# my bottle washer



## Poni (Apr 9, 2013)

hi,

below is hopefully a link to an article I wrote for brew you own and winemaker magazine on a bottle washer I built to help with bottling. I would just put it on here but brew your own/winemaker magazine owns the article, great people! So here is the link to their site..

here ya go!
http://www.winemakermag.com/photos/item/469/asInline

if you have any questions please ask. This washer is awesome!

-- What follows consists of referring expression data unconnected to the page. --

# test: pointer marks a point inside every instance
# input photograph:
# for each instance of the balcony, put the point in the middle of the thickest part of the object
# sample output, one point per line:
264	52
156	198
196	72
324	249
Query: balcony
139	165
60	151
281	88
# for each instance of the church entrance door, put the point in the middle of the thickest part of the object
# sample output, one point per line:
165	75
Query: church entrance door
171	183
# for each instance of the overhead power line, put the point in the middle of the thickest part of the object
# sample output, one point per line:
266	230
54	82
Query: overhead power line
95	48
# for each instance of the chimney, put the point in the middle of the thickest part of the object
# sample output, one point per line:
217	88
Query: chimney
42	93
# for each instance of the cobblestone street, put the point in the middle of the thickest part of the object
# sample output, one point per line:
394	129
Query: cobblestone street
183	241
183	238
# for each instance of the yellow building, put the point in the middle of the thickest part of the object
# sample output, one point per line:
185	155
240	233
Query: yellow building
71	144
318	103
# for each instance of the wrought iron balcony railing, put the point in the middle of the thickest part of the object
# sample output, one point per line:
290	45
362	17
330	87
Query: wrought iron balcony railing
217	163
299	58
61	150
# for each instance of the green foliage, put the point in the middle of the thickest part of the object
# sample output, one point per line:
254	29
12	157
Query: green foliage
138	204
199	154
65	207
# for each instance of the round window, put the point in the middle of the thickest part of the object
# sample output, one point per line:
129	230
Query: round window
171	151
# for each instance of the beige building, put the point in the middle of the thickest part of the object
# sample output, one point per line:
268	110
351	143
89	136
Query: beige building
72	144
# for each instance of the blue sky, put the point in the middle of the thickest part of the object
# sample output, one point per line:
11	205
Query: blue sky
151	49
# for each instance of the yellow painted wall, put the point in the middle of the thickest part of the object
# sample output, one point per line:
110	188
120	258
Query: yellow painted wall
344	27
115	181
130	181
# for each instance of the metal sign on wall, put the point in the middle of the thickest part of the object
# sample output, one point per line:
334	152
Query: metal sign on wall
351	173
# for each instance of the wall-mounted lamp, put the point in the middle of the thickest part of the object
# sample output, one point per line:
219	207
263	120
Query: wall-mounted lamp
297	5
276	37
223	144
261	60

alan from silver bell winery came up with this btw


----------



## Runningwolf (Apr 9, 2013)

Hey Poni thanks for sharing. I've seen this set up several times over the past several years and still keep pondering about making one.


----------



## Wade E (Apr 10, 2013)

I dont have time to read the article now but it looks awesome. Is that March pump hooked up there?


----------



## Poni (Apr 10, 2013)

Its just your typical water pump from a big box store. It doesnt have to be anything special. I have it plugged into a remote outlet so i can turn it on and off with the push of a button.. it works great! Its a bummer i only use it once or twice a year, its so cool i wanna use it more!


----------



## Norske (Apr 10, 2013)

We have been using the same system and it does work great. We have a sump pump that sits in the SS sink and the racks sit on the sinks apron so all of the sanitizer recirculates.
Having multiple racks makes it a real time saver.
You can buy the racks and base at morewine. And for you folks who live in the lower 48, you get free shipping.


----------